Justo había ordenado a cuatro soldados que presenciaran la muerte de Joshua. Media hora después de la crucifixión ya se habían quedado solos, salvo, tal vez, por unos diez o doce curiosos y familiares de los dos ladrones, que rezaban y entonaban cánticos fúnebres a los pies de los condenados. Jakan y el resto de fariseos solo se habían quedado hasta que vieron con sus propios ojos a Joshua clavado en la cruz, y entonces se fueron a retomar las celebraciones pascuales con sus familias.

—Un juego —dije yo, lanzando dos dados al aire mientras me acercaba a los soldados—. Un jueguecito muy fácil. —José de Arimatea me había prestado una túnica y un fajín muy caros, y también me había entregado su monedero, que levanté y agité frente a los soldados—. ¿Jugamos, legionario?

Uno de los romanos se echó a reír.

—¿Y de dónde sacamos el dinero con el que apostar?

—Jugaremos por esas ropas de ahí. Esa túnica púrpura que hay a los pies de la cruz.

El romano la levantó con la punta de la lanza, alzó la vista para observar a Joshua, que había abierto mucho los ojos al verme.

—Está bien. Parece que vamos a tener que estar aquí un buen rato. Juguemos.

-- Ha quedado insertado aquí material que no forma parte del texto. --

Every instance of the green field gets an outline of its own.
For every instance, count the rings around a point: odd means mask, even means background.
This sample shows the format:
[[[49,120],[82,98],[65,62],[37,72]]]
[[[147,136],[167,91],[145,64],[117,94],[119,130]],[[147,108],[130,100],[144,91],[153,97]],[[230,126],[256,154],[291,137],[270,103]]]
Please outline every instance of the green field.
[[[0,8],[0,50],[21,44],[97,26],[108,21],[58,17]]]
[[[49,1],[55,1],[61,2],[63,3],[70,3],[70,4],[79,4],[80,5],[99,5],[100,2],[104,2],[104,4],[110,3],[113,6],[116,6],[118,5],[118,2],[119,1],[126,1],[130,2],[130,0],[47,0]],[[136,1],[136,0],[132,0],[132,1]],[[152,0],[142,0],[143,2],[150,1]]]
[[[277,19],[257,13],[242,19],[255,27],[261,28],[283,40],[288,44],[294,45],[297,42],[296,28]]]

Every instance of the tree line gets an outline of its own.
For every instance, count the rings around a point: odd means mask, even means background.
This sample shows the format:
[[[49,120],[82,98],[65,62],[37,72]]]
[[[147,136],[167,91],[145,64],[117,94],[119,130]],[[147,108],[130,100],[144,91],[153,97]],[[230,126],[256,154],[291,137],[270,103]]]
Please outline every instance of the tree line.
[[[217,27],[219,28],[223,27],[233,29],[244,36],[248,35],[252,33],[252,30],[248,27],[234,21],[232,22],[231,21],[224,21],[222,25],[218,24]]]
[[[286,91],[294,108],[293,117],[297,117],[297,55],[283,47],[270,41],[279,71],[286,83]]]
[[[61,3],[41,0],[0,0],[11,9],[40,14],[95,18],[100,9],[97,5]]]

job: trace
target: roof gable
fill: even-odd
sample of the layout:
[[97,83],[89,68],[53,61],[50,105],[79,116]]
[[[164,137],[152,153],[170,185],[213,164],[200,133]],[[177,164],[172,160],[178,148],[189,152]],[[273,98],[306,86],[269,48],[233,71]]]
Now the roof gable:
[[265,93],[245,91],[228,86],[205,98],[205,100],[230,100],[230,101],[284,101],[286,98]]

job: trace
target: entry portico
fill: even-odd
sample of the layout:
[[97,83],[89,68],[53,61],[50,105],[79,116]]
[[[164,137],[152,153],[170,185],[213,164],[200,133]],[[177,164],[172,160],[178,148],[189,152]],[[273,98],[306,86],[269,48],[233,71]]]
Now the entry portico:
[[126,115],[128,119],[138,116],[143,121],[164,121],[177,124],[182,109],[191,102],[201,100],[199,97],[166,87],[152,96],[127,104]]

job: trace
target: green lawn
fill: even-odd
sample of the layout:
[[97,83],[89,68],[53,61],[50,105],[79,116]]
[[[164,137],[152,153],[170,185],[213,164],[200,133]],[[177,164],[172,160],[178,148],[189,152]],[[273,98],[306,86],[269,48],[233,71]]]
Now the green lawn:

Primero tuve que perder algo de dinero, para que los romanos tuvieran con qué apostar, y después tuve que ir recuperándolo, pero despacio, para disponer del tiempo suficiente que me permitiera cumplir con mi misión. (Mentalmente di las gracias a Dicha por haberme enseñado a hacer trampas con los dados.) Le entregué los dados al soldado que me quedaba más cerca, y que tendría, tal vez, unos cincuenta años; era bajo, corpulento, y estaba lleno de cicatrices. Sus miembros, sarmentosos, evidenciaban que había padecido fracturas óseas mal curadas. Parecía demasiado viejo para ser soldado tan lejos de Roma, y demasiado ajado para realizar el viaje de regreso a casa. Los demás eran más jóvenes, no llegaban a los treinta. Todos tenían la piel aceitunada, todos tenían los ojos oscuros, todos eran esbeltos y fuertes, y todos parecían pasar hambre. Dos de los más jóvenes llevaban la lanza clásica de la infantería romana, compuesta de un mango largo, de madera, y de una punta de hierro del tamaño de un antebrazo humano, rematada en un filo de tres hojas diseñado para penetrar en las armaduras. Los otros dos iban armados con la espada ibérica corta, en forma de huso, que le había visto a Justo en numerosas ocasiones. Debía de haber hecho que las importaran para los miembros de su legión, para satisfacer sus preferencias. (La mayoría de romanos usaban las espadas también cortas, pero rectas.)

Le entregué los dados al soldado más viejo y arrojé unas monedas al suelo. Cuando el romano lanzó los dados contra el pie de la cruz de Joshua, yo observé los montes circundantes y vi que los apóstoles observaban desde detrás de los árboles y las rocas. Hice una seña, que uno por uno fueron reproduciendo, hasta alcanzar finalmente a una mujer que aguardaba junto a una de las murallas de la ciudad.

—Oh, qué desgracia, hoy los dioses me han dado la espalda —dije, tras lanzar una combinación perdedora.

—Yo creía que los judíos solo teníais un Dios.

—Me refería a los vuestros, legionario. Voy perdiendo.

Los soldados se rieron, y desde las alturas me llegó un gemido. Torcí el gesto, y sentí un dolor tan fuerte en el corazón que fue como si mis costillas se hubieran abierto y se hubieran clavado en él. Me armé de valor y, al alzar la vista, vi que Joshua me miraba directamente a los ojos.